Er zählte zu seinen Lebzeiten zu den begehrtesten Komponisten: der Italiener Niccolò Iommelli. Mit 35 Jahren war er bereits Vizekapellmeister am Vatikan, Papst Benedikt XIV., persönlich setzte sich für ihn ein, doch Iommelli folgte dem Werben des württembergischen Herzogs Carl Eugen, als dessen hoch dotierter „Oberkapellmeister“ er u.a. 21 Opern komponierte, die in Stuttgart, Ludwigsburg und Tübingen uraufgeführt wurden, darunter auch „Il Vologeso“. Zu Iommellis 300. Geburtstag brachte die Oper Stuttgart 2015 dieses Werk unter dem Titel „Berenike, Königin von Armenien“ auf die Bühne, in der Regie von Hausherr Jossi Wieler zusammen mit seinem Dramaturgen Sergio Morabito.

berenike2

Ana Durlovski, Catriona Smith, Sebastian Kohlhepp, Igor Durlovski, Helene Schneiderman, Mitglieder des Staatsorchesters Stuttgart. Foto: A.T.Schaefer

250 Statisten bevölkerten die Bühne, als vor rund 250 Jahren Iommellis „Il Vologeso“ uraufgeführt wurde, man brauchte sie für eine Amphitheaterszene, in der der zum Tode verurteilte König Vologeso gegen die wilden Tieren in die Arena geschickt wird. Bei Jossi Wieler und Sergio Morabito ist die Bühne dagegen nur mit den wenigen Hauptfiguren besiedelt, dafür tönt aus dem Lautsprecher wütendes Löwengebrüll – es darf gelacht werden an diesem Opernabend, dabei geht es um tiefste Emotionen, etwa die Trauer von Berenike um ihren tot geglaubten Verlobten Vologeso. berenike1

Sophie Marilley, Ana Durlovskym Sebastian Kohlhepp. Foto: A.T.Schaefer

Ana Durlovsky ist die ideale Sängerin für diese Rolle, die stimmlich anspruchsvoll ist und darstellerisch tiefste Emotionen verlangt.

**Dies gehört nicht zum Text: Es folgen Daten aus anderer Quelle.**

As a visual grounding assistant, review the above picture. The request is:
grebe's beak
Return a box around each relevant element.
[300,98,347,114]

Die Stuttgarter Inszenierung siedelt das Stück nicht in der Antike an, Bühnenbildnerin Anna Viebrock hat Häuser einer Großstadt nach einem Krieg auf die Bühne gebracht – schließlich spielt ja auch die Oper nach einem Krieg zwischen den Römern und den Parthern. Die Häuser weisen Einschusslöcher auf. In einem Hinterhof finden Jugendliche Relikte einer antiken römischen Villa. berenike3

Sophie Marilley, Helene Schneiderman, Catriona Smith. Foto: A.T.Schaefer

Sie sind deutlich traumatisiert von dem soeben durchlebten Krieg, schlüpfen in ein paar Kostümteile – und spielen eben jene Tragödie um Berenike, die ihren Geliebten tot wähnt, sich dem römischen Herrscher Lucio hingeben will, um dann eben doch ihren Geliebten wieder zu finden, und Lucio ist seinerseits ja auch verlobt – mit Lucilla, die eilends aus Rom in das gerade eben eroberte Feindesland gereist ist. Helene Schneiderman verkörpert faszinierend eine junge, kapriziöse Dame aus bestem Hause auf der Suche nach ihrem Verlobten. Und wie das Bühnenbild eine Mischung aus Trompe l’oeil einer antiken Szene und zugleich Szenerie aus Stoff und Pappmaché ist, so gelingt auch dieser Sängerdarstellerin eine Gratwanderung: Zum einen spielt sie die nervöse Spannung der jungen Dame, die ihren Verlobten erwartet, zugleich ist es eine nervöse Gespanntheit einer Sängerin, die auf das Ende des langen Orchestervorspiels zu ihrer Arie wartet – meisterhaft!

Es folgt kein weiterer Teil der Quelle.